Yeah I’m sure you’ve seen that somewhere before. When I heard one of the career opportunities for a lawyer is to be the secretary of a company, I thought why not go and do secretarial or business studies direct? Company secretaries, who are they? Well for one they don’t always have to have short skirts on or be female for that matter. Their duties are more evolved, more complex, and indeed there is a lot more to be done by them other than carry files around and seduce oga.
The do the little CAC errands, send out notice of meetings, help ensure compliance with the law at meetings, take minutes of meetings, and other duties assigned to them by the board. On a lighter note, a secretary is the company’s house girl/boy.
Who can be? For a private company, anyone who has enough skills and qualification to do the tasks, no particular educational qualification.

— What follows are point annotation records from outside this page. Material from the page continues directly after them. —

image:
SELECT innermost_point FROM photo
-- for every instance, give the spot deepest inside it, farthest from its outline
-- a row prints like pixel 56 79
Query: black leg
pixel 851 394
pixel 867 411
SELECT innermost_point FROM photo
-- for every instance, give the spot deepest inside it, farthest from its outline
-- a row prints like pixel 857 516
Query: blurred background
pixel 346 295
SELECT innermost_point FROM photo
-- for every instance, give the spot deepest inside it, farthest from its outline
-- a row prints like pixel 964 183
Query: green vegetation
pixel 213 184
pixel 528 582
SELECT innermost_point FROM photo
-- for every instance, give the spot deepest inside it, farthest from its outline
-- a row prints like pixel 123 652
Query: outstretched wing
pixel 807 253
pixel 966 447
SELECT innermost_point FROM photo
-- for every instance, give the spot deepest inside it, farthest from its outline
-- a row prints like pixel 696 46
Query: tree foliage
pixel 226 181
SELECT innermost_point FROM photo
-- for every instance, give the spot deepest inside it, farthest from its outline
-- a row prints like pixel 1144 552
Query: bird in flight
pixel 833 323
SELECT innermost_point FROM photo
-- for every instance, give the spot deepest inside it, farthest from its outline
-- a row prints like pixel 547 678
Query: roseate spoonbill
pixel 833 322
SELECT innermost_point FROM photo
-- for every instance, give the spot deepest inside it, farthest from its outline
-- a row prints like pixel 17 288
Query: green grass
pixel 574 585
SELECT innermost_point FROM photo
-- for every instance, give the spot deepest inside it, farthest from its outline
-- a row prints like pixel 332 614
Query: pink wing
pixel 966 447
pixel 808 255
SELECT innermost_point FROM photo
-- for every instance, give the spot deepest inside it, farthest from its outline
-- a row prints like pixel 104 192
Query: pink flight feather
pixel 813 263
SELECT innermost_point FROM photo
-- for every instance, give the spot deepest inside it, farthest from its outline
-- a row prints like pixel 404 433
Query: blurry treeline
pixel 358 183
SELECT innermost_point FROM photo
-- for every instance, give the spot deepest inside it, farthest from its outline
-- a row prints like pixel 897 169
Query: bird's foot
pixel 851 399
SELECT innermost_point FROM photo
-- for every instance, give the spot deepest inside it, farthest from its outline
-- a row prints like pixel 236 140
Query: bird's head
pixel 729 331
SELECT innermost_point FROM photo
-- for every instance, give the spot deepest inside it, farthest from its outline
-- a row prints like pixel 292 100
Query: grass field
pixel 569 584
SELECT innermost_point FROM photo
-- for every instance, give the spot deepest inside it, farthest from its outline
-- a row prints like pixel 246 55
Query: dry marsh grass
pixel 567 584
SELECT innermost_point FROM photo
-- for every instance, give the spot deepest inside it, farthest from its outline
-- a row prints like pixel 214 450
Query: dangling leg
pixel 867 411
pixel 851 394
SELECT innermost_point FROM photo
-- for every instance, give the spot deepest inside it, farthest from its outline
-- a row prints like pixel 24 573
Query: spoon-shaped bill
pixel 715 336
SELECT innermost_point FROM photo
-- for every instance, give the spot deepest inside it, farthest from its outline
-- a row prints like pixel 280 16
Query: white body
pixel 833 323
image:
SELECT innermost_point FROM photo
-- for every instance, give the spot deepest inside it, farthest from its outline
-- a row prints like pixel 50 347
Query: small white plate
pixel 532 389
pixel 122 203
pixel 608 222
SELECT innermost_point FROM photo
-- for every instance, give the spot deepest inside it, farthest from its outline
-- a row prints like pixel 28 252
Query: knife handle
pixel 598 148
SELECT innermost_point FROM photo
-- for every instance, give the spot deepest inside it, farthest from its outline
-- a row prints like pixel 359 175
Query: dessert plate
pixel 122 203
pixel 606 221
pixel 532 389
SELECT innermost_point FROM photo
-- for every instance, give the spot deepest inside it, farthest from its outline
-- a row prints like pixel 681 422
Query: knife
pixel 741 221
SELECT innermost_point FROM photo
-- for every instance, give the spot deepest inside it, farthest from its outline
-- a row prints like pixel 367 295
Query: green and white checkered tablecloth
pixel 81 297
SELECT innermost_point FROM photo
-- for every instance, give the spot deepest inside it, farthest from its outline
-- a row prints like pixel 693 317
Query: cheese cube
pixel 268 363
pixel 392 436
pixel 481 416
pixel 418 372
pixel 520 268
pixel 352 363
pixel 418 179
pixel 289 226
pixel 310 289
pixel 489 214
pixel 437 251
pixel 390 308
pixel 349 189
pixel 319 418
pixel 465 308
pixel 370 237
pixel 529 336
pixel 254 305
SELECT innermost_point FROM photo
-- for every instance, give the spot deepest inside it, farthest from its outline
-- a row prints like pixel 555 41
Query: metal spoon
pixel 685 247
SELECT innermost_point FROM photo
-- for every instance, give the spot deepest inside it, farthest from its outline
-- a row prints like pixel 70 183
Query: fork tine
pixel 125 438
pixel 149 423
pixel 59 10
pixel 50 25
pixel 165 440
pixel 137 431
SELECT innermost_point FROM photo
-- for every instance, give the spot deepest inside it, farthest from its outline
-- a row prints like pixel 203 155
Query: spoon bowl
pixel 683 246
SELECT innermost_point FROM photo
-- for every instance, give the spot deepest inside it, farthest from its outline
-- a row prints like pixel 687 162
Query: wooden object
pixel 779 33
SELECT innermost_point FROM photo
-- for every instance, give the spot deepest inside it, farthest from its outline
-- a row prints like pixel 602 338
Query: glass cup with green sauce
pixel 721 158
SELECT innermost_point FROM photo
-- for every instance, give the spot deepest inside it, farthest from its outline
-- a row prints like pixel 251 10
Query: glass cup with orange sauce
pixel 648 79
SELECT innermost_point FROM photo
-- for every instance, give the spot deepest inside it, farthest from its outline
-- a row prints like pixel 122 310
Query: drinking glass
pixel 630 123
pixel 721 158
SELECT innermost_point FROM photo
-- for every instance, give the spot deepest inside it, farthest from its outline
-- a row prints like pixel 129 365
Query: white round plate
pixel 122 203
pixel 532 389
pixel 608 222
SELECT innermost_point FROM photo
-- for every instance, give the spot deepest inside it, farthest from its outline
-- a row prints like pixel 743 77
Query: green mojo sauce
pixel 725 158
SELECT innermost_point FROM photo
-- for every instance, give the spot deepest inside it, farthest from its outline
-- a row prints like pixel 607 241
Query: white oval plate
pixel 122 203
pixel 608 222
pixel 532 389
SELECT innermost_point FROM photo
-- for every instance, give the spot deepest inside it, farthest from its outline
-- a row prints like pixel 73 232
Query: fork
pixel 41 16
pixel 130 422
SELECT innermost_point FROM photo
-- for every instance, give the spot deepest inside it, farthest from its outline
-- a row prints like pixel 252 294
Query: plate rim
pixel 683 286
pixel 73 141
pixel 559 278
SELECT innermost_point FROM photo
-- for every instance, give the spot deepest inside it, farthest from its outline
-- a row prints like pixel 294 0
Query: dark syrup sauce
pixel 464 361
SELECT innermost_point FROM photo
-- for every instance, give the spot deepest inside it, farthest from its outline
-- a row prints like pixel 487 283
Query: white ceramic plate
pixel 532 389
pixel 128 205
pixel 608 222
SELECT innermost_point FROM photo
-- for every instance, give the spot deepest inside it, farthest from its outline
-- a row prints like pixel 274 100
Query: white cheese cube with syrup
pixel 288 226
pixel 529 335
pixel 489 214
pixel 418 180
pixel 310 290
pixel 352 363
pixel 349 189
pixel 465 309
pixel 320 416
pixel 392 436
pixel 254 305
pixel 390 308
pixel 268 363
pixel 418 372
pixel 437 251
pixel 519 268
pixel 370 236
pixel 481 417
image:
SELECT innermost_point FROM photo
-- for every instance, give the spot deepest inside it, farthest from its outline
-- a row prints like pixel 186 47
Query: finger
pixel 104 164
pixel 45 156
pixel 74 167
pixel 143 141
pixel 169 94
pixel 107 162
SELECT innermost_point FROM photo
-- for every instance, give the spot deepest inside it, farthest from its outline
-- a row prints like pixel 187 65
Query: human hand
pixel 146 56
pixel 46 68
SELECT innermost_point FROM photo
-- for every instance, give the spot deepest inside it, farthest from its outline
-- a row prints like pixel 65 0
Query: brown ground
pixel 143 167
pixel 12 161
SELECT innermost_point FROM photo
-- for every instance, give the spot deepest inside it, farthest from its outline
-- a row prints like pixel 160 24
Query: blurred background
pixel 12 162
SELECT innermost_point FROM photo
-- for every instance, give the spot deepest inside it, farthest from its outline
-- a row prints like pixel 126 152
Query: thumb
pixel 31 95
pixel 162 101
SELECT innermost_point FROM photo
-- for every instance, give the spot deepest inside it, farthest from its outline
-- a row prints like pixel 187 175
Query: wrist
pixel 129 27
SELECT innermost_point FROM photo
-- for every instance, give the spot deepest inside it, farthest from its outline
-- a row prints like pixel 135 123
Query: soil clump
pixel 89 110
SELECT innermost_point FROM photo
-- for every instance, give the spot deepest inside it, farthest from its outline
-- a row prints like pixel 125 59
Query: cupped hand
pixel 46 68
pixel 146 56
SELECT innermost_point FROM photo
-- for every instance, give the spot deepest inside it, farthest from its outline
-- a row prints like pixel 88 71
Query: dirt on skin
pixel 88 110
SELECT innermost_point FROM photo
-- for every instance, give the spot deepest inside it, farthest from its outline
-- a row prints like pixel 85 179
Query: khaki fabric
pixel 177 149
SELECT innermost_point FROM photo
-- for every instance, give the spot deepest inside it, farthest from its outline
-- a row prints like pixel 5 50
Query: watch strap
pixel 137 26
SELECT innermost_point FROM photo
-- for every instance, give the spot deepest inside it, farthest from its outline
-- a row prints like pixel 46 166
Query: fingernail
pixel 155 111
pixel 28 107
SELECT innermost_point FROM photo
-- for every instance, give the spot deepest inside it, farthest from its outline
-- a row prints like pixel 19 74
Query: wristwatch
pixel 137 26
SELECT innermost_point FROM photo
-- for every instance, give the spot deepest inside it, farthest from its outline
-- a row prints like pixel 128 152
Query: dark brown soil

But for the PLCs we need either:
- a chartered secretary (Institute of Chartered Secretaries and Administrators),
- chartered accountant (Institute of Chartered Accountants of Nigeria or any other recognised body),
- legal practitioner (According to the Legal Practitioners’ Act),
- one who has been the secretary of a public company for at least 3 out of the preceding 5 years or
- a firm of the above – every partner in that company must be qualified in that capacity, e.g. if Wizzy Babay and Co is a firm made up of Accountants and Estate Surveyors Wizzy Babay and Co cannot act as secretaries of a Public Company.
Duties: like I highlighted above, but see Section 298
The secretary is appointed and removed by resolution of the board however to remove the secretary of a PLC there is a special procedure (I know PLC provisions can be so extra)
- The secretary is notified by the board of his/her impending removal with the grounds for such removal
- The secretary has 7 working days to make a defence or resign jejely and save the trouble
- If the secretary neither resigns nor put forward a defence, the board may remove him/her and make a report to the next GM
- If the secretary makes a defence and the board thinks the defence is insufficient and the ground for removal is for fraud, misconduct or any other serious something, they can remove and report to the next GM But if the ground is not for any serious something they can only suspend the secretary until the next GM where the company can vote on the matter. If the company decides to remove the secretary, they determine when the removal is to start running.
Is this the shortest post ever or what? Seriously one of the friendliest topics in this corporate law practice, next up is Meetings and Resolutions.